The concept was first derived several years ago at one of the company’s internal ThinkWeek events, where rank-and-file employees are invited to submit ideas for consideration. The project was launched in 2014, though it wasn’t formally unveiled to the public until early 2016, when the company revealed it had already tested a proof-of-concept datacenter capsule in 30 feet of water off the Californian coast.

The next step was to design and manufacture a full-scale capsule, with the location off the coast of a small Scottish island chosen specifically for its renewable energy credentials.

Indeed, the “moonshot” project is all about creating an energy-efficient datacenter that uses the ocean’s natural cooling powers while also delivering high-speed computing power to highly populated nearby coastal communities.

The Northern Isles datacenter is situated at the European Marine Energy Centre, a facility set up to test and develop wave and tidal power technologies — and this is what will power Microsoft’s prototype datacenter. At around 40 feet long, the capsule is roughly the size of a shipping container, except it contains 864 servers and now sits at 117 feet below the ocean surface.

Spencer Fowers, senior member of technical staff for Microsoft’s special projects research group, prepares Project Natick’s Northern Isles datacenter for deployment off the coast of the Orkney Islands in Scotland.

Above: Spencer Fowers, senior member of technical staff for Microsoft’s special projects research group, prepares Project Natick’s Northern Isles datacenter for deployment off the coast of the Orkney Islands in Scotland.

Image Credit: Scott Eklund/Red Box Pictures.

Microsoft said the datacenter is designed to “hold data and process information” for up to five years without requiring any maintenance, though for now it won’t be used to power any mission-critical cloud computing work for the company.

Over the next year, the Project Natick team will monitor the datacenter’s performance, including its power consumption and other elements needed to run a fully operational datacenter. As Microsoft puts it, the second phase of the project is all about “determining the economic viability” of operating offshore datacenters in this manner.

Many of the major technology companies are investing heavily in the infrastructure needed to connect the world and process large amounts of data. Microsoft is expanding its Azure cloud regions all the time, while last year Facebook and Microsoft completed their 4,000-mile transatlantic internet cable Marea. Google, too, recently announced it was investing in a 6,000-mile subsea cable system connecting Japan to Australia.

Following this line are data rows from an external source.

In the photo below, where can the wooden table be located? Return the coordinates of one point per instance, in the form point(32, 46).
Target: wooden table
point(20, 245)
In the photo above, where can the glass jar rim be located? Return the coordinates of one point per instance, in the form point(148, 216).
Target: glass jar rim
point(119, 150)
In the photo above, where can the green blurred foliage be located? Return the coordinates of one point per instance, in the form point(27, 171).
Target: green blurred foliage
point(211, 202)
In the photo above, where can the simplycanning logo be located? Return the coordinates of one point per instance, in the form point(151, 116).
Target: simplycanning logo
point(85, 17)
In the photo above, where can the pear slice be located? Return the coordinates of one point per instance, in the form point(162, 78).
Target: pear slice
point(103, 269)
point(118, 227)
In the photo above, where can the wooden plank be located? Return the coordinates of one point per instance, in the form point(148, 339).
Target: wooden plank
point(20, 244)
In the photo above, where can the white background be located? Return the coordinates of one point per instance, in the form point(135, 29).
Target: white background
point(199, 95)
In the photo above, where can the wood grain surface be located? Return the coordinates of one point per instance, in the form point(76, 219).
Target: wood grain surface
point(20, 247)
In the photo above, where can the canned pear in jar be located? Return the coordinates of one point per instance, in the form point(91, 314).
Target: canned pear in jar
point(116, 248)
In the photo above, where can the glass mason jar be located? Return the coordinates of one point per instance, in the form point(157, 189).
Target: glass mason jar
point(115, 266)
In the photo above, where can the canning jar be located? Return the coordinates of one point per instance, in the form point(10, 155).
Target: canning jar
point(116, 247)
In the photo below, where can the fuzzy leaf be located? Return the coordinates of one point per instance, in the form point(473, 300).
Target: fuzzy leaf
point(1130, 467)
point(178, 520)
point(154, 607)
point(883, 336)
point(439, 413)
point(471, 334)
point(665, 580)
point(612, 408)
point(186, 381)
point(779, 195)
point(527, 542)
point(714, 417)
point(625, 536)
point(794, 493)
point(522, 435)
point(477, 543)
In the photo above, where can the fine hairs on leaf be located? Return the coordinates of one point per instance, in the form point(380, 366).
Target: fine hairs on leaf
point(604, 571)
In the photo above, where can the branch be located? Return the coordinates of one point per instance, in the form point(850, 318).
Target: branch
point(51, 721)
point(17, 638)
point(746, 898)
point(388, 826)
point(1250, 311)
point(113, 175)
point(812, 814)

Project Natick is all about testing the water, so to speak, and determining whether subsea datacenters are viable solutions. If nothing else, the research should offer new insight.

“When you go for a moonshot, you might not ever get to the moon,” noted Microsoft AI and research corporate VP Peter Lee. “It is great if you do but, regardless, you learn a lot, and there are unexpected spinoffs along the way. You get Velcro at some point. That is happening in this case. We are learning about disk failures, about rack design, about the mechanical engineering of cooling systems, and those things will feed back into our normal datacenters.”